Section 3. for loops on real data (3 problems)
Exercise 3.1: Collect squares of 1 to 5 into a preallocated numeric vector
Task: Use a classic for loop over 1:5 to compute the square of each integer and store the results in a preallocated numeric vector of length 5 (do not grow with c()). Save the final vector to ex_3_1 so you can compare it with the vectorised one-liner (1:5)^2.
Expected result:
#> [1] 1 4 9 16 25
Difficulty: Beginner
Write each result into a slot that already exists rather than extending the container as you go.
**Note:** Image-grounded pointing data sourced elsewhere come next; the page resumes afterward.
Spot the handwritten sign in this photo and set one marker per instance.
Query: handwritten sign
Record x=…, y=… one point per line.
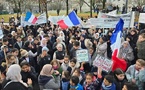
x=82, y=55
x=103, y=62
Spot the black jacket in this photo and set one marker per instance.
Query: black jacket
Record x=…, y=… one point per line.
x=9, y=85
x=32, y=75
x=42, y=61
x=17, y=46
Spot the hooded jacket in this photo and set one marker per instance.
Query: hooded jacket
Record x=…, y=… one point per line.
x=48, y=82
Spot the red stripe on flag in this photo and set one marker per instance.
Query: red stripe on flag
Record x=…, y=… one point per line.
x=34, y=20
x=118, y=63
x=62, y=24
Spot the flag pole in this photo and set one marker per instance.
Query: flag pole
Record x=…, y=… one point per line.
x=129, y=23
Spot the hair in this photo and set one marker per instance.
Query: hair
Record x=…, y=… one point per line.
x=5, y=40
x=59, y=45
x=76, y=43
x=109, y=78
x=131, y=86
x=91, y=48
x=143, y=35
x=18, y=37
x=67, y=75
x=9, y=56
x=78, y=70
x=14, y=50
x=141, y=61
x=73, y=60
x=53, y=61
x=66, y=56
x=45, y=36
x=90, y=74
x=24, y=63
x=75, y=80
x=118, y=71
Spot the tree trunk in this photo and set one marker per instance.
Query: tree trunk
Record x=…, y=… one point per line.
x=67, y=8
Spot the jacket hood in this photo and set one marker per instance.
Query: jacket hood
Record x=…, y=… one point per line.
x=42, y=80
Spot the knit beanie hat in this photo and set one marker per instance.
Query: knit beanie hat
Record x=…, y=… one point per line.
x=23, y=53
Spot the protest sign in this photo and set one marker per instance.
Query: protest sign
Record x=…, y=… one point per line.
x=103, y=62
x=24, y=23
x=142, y=18
x=110, y=21
x=82, y=55
x=41, y=19
x=55, y=19
x=1, y=33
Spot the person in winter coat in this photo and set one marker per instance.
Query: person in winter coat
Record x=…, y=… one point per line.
x=108, y=83
x=140, y=78
x=43, y=58
x=65, y=80
x=90, y=84
x=126, y=52
x=28, y=72
x=74, y=83
x=46, y=80
x=101, y=48
x=141, y=46
x=65, y=63
x=130, y=86
x=59, y=53
x=14, y=81
x=119, y=78
x=135, y=73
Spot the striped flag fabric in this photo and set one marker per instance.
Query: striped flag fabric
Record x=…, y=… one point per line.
x=30, y=18
x=71, y=20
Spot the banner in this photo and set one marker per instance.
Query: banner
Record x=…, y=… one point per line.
x=82, y=55
x=142, y=18
x=41, y=19
x=103, y=62
x=105, y=15
x=1, y=33
x=55, y=19
x=24, y=23
x=109, y=22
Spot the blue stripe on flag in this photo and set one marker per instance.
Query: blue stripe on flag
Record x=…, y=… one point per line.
x=119, y=27
x=28, y=15
x=74, y=19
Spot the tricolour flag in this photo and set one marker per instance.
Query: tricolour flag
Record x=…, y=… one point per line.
x=115, y=46
x=70, y=20
x=116, y=36
x=30, y=18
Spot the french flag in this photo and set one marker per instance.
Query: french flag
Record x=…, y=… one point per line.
x=70, y=20
x=115, y=46
x=30, y=18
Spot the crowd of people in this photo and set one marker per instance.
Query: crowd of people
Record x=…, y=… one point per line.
x=43, y=57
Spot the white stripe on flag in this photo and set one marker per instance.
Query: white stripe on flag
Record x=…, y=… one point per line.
x=31, y=18
x=67, y=21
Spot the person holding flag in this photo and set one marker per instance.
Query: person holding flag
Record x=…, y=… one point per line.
x=115, y=46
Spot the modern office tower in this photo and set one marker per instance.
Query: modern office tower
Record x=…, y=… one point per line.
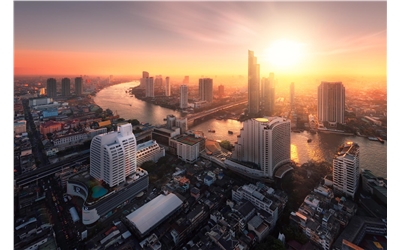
x=292, y=95
x=78, y=86
x=184, y=97
x=264, y=143
x=253, y=85
x=186, y=80
x=182, y=124
x=206, y=89
x=267, y=96
x=171, y=121
x=346, y=169
x=65, y=87
x=331, y=103
x=167, y=87
x=51, y=87
x=145, y=75
x=149, y=87
x=113, y=155
x=221, y=91
x=158, y=82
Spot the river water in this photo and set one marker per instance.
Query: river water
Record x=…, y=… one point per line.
x=373, y=154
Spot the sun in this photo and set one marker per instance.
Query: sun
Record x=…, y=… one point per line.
x=284, y=54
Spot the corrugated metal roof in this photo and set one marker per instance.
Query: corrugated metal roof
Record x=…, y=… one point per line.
x=154, y=211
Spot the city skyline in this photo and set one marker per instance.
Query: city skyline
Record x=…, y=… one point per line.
x=199, y=38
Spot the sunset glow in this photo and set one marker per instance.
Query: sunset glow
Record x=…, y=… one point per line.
x=199, y=38
x=284, y=54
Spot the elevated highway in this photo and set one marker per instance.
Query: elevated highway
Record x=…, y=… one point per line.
x=192, y=117
x=39, y=173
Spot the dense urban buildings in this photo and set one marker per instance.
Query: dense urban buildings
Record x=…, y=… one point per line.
x=346, y=169
x=65, y=87
x=253, y=84
x=183, y=97
x=206, y=89
x=78, y=86
x=331, y=103
x=51, y=87
x=113, y=155
x=263, y=145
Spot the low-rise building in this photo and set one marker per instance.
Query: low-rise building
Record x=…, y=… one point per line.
x=149, y=151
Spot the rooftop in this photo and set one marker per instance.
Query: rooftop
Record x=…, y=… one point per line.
x=190, y=140
x=154, y=211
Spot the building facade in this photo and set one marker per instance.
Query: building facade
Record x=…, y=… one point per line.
x=346, y=169
x=113, y=155
x=149, y=151
x=206, y=89
x=78, y=86
x=167, y=87
x=268, y=95
x=264, y=143
x=331, y=102
x=51, y=87
x=292, y=95
x=149, y=87
x=253, y=85
x=184, y=97
x=65, y=87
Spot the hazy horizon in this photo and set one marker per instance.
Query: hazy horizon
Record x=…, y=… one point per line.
x=200, y=38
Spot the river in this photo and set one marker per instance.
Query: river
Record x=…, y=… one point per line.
x=373, y=154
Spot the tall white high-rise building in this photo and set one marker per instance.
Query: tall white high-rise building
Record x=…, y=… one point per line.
x=267, y=95
x=145, y=75
x=292, y=95
x=184, y=97
x=113, y=155
x=331, y=102
x=346, y=169
x=149, y=87
x=253, y=85
x=158, y=84
x=167, y=87
x=206, y=89
x=264, y=144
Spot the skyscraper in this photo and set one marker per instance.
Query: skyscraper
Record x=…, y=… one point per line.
x=65, y=87
x=331, y=103
x=158, y=82
x=346, y=169
x=149, y=87
x=221, y=91
x=267, y=95
x=264, y=143
x=206, y=89
x=145, y=75
x=253, y=85
x=186, y=80
x=78, y=86
x=184, y=97
x=113, y=155
x=292, y=95
x=167, y=87
x=51, y=87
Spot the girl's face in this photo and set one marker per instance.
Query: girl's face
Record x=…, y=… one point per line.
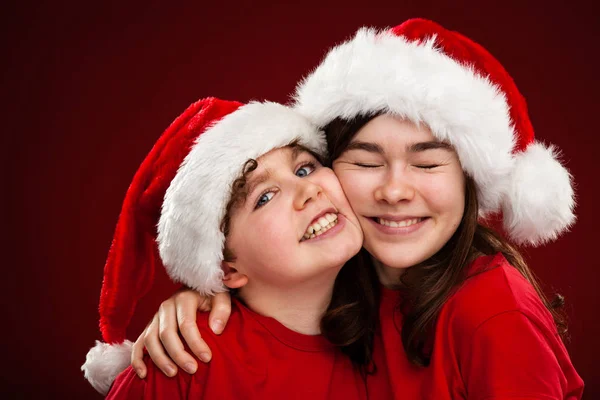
x=295, y=222
x=407, y=189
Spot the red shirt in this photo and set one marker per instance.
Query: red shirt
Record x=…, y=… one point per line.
x=494, y=339
x=256, y=357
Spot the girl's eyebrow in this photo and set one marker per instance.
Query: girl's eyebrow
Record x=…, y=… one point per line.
x=423, y=146
x=366, y=146
x=412, y=148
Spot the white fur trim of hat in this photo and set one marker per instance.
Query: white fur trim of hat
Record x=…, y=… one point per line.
x=383, y=72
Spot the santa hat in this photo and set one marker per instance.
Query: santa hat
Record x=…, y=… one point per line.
x=427, y=74
x=174, y=207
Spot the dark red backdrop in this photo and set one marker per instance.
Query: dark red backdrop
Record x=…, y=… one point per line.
x=88, y=90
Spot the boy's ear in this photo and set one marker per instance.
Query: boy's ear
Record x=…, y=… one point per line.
x=232, y=278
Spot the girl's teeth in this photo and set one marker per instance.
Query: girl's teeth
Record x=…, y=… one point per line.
x=401, y=224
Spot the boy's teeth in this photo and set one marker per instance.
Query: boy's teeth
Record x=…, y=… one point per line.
x=322, y=225
x=400, y=224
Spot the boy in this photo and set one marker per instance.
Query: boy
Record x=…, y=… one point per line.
x=277, y=229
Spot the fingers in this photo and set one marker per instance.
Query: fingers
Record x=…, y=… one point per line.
x=155, y=347
x=137, y=354
x=187, y=306
x=221, y=310
x=169, y=337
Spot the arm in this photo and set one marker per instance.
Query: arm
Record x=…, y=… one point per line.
x=155, y=386
x=178, y=315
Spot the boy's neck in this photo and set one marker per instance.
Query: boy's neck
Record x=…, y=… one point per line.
x=299, y=307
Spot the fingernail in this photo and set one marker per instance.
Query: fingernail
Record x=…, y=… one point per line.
x=217, y=326
x=170, y=370
x=190, y=367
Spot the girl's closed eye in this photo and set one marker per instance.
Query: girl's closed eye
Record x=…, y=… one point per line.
x=366, y=165
x=427, y=166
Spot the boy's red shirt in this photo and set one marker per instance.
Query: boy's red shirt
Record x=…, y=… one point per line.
x=256, y=357
x=494, y=339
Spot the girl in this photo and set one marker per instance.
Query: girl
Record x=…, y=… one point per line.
x=258, y=217
x=427, y=132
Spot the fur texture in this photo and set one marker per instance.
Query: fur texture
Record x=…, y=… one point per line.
x=540, y=202
x=464, y=95
x=381, y=72
x=104, y=362
x=189, y=235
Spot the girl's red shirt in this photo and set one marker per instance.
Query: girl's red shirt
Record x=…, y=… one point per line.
x=494, y=339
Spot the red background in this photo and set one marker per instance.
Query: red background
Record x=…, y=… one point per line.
x=88, y=90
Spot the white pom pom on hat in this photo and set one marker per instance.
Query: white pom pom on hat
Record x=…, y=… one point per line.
x=173, y=209
x=425, y=73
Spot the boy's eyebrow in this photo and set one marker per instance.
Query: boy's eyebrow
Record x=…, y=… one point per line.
x=264, y=176
x=422, y=146
x=255, y=181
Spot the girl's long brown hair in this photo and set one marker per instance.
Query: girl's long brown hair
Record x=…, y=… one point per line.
x=427, y=286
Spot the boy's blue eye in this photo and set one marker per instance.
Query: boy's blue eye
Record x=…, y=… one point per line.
x=264, y=199
x=305, y=170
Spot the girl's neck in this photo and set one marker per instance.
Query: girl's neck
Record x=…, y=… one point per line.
x=298, y=307
x=389, y=277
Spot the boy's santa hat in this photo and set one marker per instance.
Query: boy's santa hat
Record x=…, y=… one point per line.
x=174, y=207
x=427, y=74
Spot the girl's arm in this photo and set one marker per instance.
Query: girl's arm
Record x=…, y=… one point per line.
x=178, y=315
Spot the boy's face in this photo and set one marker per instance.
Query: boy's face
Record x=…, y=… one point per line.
x=295, y=222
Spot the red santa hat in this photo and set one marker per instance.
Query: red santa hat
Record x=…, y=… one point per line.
x=427, y=74
x=173, y=209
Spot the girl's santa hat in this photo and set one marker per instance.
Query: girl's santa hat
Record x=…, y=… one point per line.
x=427, y=74
x=173, y=210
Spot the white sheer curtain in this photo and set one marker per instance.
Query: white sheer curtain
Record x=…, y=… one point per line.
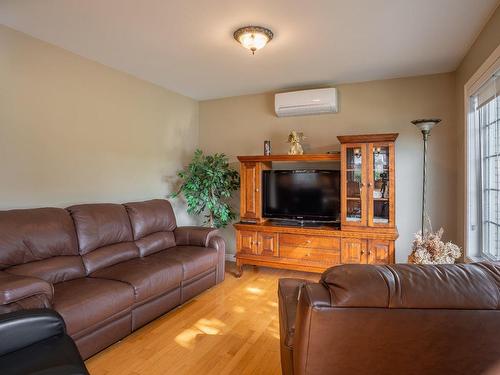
x=484, y=169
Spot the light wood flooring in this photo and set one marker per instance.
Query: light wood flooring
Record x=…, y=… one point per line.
x=232, y=328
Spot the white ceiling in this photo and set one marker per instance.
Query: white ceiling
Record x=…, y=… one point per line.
x=187, y=46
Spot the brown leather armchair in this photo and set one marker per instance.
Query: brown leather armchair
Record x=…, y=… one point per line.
x=392, y=319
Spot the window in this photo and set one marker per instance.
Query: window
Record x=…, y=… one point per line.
x=483, y=138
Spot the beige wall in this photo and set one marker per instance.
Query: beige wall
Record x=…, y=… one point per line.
x=239, y=125
x=72, y=130
x=486, y=42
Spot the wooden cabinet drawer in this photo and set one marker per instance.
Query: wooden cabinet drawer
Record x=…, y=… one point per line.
x=324, y=250
x=317, y=242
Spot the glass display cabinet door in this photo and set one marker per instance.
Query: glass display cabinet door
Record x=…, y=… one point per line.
x=354, y=193
x=381, y=185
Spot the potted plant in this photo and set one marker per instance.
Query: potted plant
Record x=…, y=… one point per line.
x=207, y=184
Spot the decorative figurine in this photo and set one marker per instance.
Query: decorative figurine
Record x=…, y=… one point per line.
x=267, y=148
x=294, y=138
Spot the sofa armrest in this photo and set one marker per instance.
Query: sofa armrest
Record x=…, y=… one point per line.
x=20, y=329
x=14, y=288
x=194, y=236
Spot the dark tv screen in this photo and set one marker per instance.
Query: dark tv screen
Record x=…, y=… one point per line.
x=312, y=195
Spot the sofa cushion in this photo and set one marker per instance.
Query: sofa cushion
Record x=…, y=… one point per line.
x=35, y=234
x=104, y=235
x=99, y=225
x=54, y=270
x=195, y=260
x=155, y=242
x=444, y=286
x=148, y=277
x=151, y=216
x=88, y=301
x=109, y=255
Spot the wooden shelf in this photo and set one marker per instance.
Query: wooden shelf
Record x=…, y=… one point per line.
x=305, y=157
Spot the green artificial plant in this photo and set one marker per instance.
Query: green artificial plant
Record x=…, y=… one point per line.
x=207, y=184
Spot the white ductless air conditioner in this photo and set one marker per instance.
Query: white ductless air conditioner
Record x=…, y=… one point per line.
x=306, y=102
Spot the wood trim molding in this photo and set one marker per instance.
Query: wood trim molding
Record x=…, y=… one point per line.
x=306, y=157
x=479, y=78
x=365, y=138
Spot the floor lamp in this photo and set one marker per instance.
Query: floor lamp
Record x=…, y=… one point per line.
x=425, y=126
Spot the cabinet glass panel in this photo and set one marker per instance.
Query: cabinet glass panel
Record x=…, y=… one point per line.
x=354, y=170
x=381, y=192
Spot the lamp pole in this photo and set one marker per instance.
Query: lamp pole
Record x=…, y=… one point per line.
x=425, y=126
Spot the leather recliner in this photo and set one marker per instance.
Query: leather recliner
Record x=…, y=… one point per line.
x=392, y=319
x=108, y=269
x=35, y=342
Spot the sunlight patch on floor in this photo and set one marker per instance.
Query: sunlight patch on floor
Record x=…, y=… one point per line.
x=187, y=338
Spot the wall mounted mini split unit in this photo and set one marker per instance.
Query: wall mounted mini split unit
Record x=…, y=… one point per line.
x=306, y=102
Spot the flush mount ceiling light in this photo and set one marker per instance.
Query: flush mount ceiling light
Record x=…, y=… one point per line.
x=253, y=37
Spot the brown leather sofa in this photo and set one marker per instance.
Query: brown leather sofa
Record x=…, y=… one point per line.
x=108, y=269
x=393, y=319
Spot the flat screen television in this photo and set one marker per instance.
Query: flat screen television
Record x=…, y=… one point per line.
x=305, y=195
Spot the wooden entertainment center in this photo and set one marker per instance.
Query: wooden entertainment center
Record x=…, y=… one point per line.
x=367, y=211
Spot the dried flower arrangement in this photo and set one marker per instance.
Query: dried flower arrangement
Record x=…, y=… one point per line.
x=430, y=249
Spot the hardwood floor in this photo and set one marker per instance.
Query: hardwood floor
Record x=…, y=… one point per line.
x=232, y=328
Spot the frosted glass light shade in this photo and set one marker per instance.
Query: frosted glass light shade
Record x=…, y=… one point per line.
x=426, y=125
x=253, y=37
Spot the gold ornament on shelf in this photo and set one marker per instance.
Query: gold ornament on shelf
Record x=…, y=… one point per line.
x=294, y=139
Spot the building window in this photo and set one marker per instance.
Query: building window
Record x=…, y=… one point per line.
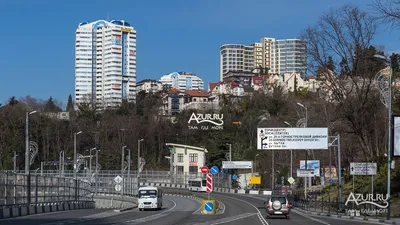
x=180, y=157
x=179, y=169
x=193, y=169
x=192, y=157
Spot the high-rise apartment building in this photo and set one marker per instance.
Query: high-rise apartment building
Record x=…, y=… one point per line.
x=105, y=63
x=183, y=81
x=280, y=56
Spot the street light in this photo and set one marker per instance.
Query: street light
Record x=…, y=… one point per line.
x=27, y=144
x=138, y=173
x=75, y=166
x=305, y=125
x=389, y=105
x=122, y=168
x=230, y=151
x=291, y=156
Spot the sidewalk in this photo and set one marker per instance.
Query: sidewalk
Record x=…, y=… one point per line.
x=320, y=210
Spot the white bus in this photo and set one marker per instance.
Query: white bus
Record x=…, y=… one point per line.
x=197, y=184
x=149, y=198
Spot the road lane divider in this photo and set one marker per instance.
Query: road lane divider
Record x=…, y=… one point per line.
x=259, y=214
x=227, y=219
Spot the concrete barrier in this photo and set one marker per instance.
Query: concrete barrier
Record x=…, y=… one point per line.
x=24, y=210
x=115, y=202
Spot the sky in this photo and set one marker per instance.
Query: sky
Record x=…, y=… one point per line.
x=37, y=53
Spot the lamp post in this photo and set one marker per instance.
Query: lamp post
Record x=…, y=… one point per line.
x=291, y=156
x=138, y=173
x=122, y=168
x=75, y=166
x=27, y=145
x=305, y=166
x=389, y=106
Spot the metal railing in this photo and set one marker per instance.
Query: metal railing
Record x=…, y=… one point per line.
x=21, y=189
x=104, y=182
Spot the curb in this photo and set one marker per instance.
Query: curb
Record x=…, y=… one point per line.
x=346, y=217
x=125, y=209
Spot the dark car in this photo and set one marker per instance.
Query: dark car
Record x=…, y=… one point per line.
x=278, y=205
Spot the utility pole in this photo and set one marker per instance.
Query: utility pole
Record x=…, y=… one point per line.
x=138, y=174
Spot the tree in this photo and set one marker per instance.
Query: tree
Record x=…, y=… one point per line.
x=388, y=11
x=51, y=106
x=12, y=101
x=70, y=104
x=344, y=35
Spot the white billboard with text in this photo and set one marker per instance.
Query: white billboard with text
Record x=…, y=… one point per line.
x=237, y=164
x=292, y=138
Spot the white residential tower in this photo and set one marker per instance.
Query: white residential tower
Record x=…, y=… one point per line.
x=105, y=63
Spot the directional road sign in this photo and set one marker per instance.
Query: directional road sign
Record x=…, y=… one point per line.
x=363, y=168
x=305, y=172
x=209, y=183
x=118, y=179
x=204, y=169
x=214, y=170
x=209, y=207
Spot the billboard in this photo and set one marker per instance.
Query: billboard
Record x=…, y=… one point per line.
x=237, y=164
x=396, y=136
x=311, y=164
x=292, y=138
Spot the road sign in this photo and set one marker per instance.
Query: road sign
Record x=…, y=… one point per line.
x=214, y=170
x=118, y=179
x=204, y=169
x=209, y=183
x=237, y=164
x=209, y=207
x=363, y=168
x=292, y=138
x=255, y=180
x=305, y=173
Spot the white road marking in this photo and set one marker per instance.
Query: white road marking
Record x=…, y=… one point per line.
x=227, y=219
x=311, y=218
x=263, y=221
x=152, y=217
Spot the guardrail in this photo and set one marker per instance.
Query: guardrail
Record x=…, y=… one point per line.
x=19, y=189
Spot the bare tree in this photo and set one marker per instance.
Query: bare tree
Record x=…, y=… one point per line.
x=340, y=53
x=388, y=11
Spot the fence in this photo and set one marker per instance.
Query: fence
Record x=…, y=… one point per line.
x=21, y=189
x=317, y=202
x=104, y=182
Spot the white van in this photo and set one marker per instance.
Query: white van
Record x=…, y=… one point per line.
x=149, y=198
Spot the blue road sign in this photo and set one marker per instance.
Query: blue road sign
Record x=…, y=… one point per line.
x=214, y=170
x=209, y=207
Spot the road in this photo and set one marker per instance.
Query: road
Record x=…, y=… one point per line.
x=237, y=210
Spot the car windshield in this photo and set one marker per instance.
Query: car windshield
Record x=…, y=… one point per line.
x=147, y=194
x=282, y=200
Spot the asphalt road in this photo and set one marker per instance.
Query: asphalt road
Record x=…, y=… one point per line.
x=296, y=217
x=237, y=210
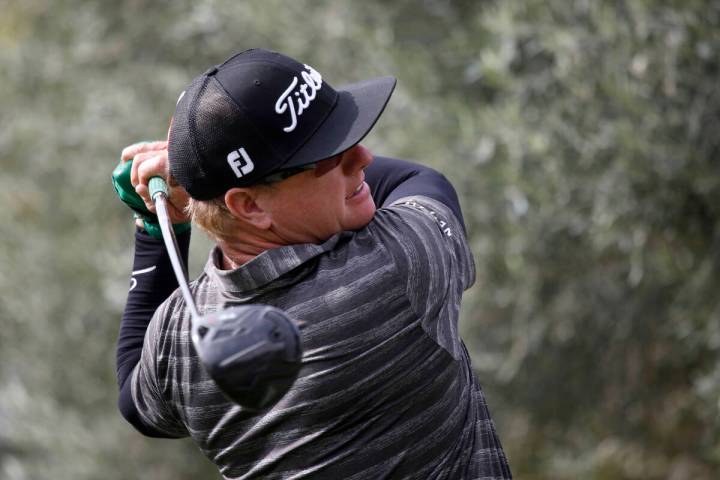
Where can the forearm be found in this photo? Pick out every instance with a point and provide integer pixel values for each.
(151, 283)
(391, 179)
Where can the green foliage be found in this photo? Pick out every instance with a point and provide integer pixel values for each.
(581, 136)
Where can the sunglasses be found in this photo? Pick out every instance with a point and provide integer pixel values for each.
(320, 168)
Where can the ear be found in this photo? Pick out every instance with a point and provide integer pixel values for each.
(242, 203)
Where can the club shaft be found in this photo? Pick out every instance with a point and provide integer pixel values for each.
(160, 200)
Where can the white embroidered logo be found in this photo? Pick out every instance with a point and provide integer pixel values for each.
(305, 94)
(133, 280)
(240, 162)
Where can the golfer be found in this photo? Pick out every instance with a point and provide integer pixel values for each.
(367, 254)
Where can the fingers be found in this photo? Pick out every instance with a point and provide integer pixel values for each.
(129, 152)
(150, 159)
(145, 166)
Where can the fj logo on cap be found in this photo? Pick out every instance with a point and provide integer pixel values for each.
(240, 162)
(304, 94)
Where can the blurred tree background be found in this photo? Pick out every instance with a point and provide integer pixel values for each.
(583, 137)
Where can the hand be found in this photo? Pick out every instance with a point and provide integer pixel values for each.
(150, 159)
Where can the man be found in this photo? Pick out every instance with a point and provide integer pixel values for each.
(269, 155)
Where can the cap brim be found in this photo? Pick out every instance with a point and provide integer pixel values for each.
(358, 107)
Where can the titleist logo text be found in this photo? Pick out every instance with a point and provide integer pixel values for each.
(296, 100)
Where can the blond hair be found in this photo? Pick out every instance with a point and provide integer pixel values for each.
(215, 218)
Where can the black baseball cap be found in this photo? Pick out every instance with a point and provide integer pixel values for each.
(261, 112)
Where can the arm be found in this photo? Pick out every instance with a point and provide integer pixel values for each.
(152, 279)
(391, 179)
(151, 283)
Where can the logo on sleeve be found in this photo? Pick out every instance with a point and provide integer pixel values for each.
(133, 280)
(444, 226)
(240, 162)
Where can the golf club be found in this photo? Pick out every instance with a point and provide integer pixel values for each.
(252, 352)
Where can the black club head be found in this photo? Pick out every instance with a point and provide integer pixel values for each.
(252, 352)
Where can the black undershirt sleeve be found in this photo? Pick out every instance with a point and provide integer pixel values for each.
(391, 179)
(151, 283)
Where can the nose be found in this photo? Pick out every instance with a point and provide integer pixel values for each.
(355, 159)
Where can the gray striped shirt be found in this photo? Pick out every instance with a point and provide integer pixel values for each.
(386, 389)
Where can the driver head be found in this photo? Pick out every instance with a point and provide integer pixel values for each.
(252, 352)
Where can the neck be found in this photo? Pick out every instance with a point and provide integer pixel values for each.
(240, 249)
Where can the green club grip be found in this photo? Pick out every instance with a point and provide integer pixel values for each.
(157, 185)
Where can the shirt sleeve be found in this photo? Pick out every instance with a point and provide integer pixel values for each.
(428, 244)
(391, 179)
(151, 400)
(151, 283)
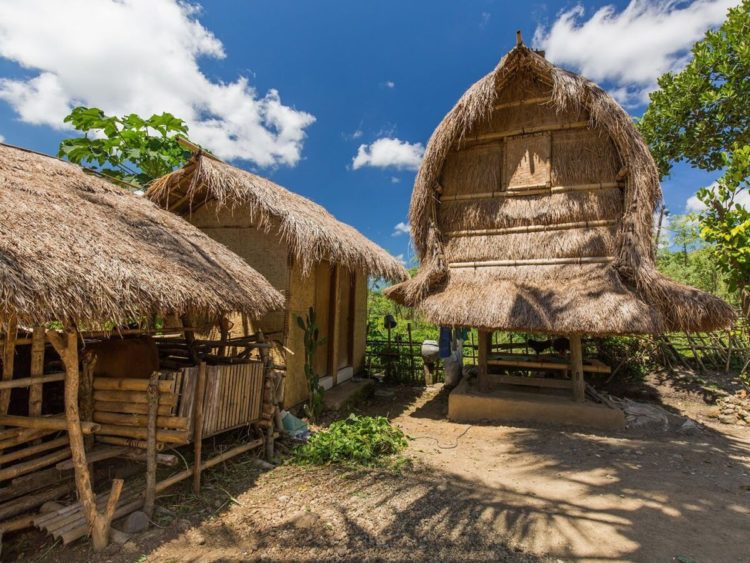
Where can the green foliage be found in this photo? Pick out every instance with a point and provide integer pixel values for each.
(312, 341)
(357, 440)
(128, 148)
(702, 111)
(725, 223)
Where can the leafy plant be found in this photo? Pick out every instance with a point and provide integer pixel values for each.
(357, 440)
(312, 341)
(128, 148)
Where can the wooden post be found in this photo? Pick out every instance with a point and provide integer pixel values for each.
(200, 391)
(37, 370)
(9, 356)
(86, 393)
(576, 368)
(66, 346)
(485, 341)
(153, 408)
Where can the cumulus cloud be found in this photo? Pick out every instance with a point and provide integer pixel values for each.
(632, 48)
(401, 229)
(694, 205)
(140, 56)
(389, 153)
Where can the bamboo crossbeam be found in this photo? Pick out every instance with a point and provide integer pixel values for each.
(44, 423)
(533, 192)
(29, 381)
(533, 228)
(500, 135)
(126, 419)
(168, 436)
(128, 384)
(534, 262)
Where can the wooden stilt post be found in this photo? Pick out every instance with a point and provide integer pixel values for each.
(37, 370)
(9, 356)
(485, 339)
(152, 392)
(200, 391)
(576, 368)
(67, 347)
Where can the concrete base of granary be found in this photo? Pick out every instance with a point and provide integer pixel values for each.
(514, 403)
(347, 394)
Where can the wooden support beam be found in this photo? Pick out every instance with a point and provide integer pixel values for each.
(485, 340)
(576, 368)
(200, 392)
(38, 340)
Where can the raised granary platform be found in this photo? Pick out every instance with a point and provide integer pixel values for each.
(512, 403)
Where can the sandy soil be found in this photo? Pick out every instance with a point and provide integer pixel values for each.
(477, 492)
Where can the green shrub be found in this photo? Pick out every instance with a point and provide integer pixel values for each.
(357, 440)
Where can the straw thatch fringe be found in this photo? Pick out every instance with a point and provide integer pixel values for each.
(76, 247)
(311, 233)
(522, 73)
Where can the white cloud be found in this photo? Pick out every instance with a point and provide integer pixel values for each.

Inside the loop, assign ex_3_1[i] <- i^2 using the loop index i.
Click to reveal solution
Explanation: Preallocating with numeric(n) and writing into known positions is the right way to write a for loop in R because each c()/append() reallocates the entire vector, giving you O(n^2) behaviour. Of course (1:5)^2 is shorter, faster, and the idiomatic R way: reach for explicit for only when the next iteration genuinely depends on the previous one or when the body does side effects you cannot vectorise away.
Exercise 3.2: Mean of every mtcars column with a loop, then compare with sapply
Task: Loop over every column of mtcars using seq_along(mtcars), compute the column mean, and accumulate the results into a named numeric vector with the column names attached. Save the named vector to ex_3_2 and confirm it equals sapply(mtcars, mean) element by element.
Expected result:
#> mpg cyl disp hp drat wt qsec vs am
#> 20.09063 6.18750 230.72188 146.68750 3.59656 3.21725 17.84875 0.43750 0.40625
#> gear carb
#> 3.68750 2.81250
Difficulty: Intermediate
Each pass handles one column and drops its average into the matching named slot.
Use mtcars[[j]] to pull column j as a vector, then assign mean(...) of it to ex_3_2[j].
Click to reveal solution
Explanation: seq_along(mtcars) is safer than 1:ncol(mtcars) because it returns an empty integer for a zero-column data frame instead of 1:0 (which is c(1, 0) and would error). Using mtcars[[j]] extracts the column as a vector; mtcars[j] would give you a one-column data frame and mean() would warn. In production code prefer sapply(), vapply(), or colMeans() for numeric matrices: the loop here is a teaching tool, not the idiomatic choice.
Exercise 3.3: Compute cumulative drug exposure per subject with a grouped loop
Task: A pharmacology team running a dose-response study has a tibble of dosing events with subject_id and dose_mg. For each unique subject, compute the cumulative dose across their events (preserving original row order) and append it as a new column cum_dose. Use a for loop over subjects and save the augmented tibble to ex_3_3.
Expected result:
#> # A tibble: 6 x 3
#> subject_id dose_mg cum_dose
#> <chr> <dbl> <dbl>
#> 1 S01 50 50
#> 2 S01 100 150
#> 3 S02 25 25
#> 4 S02 75 100
#> 5 S02 100 200
#> 6 S01 50 200
Difficulty: Advanced
Process one subject at a time: find their rows and accumulate within that group only, untouched rows keeping their order.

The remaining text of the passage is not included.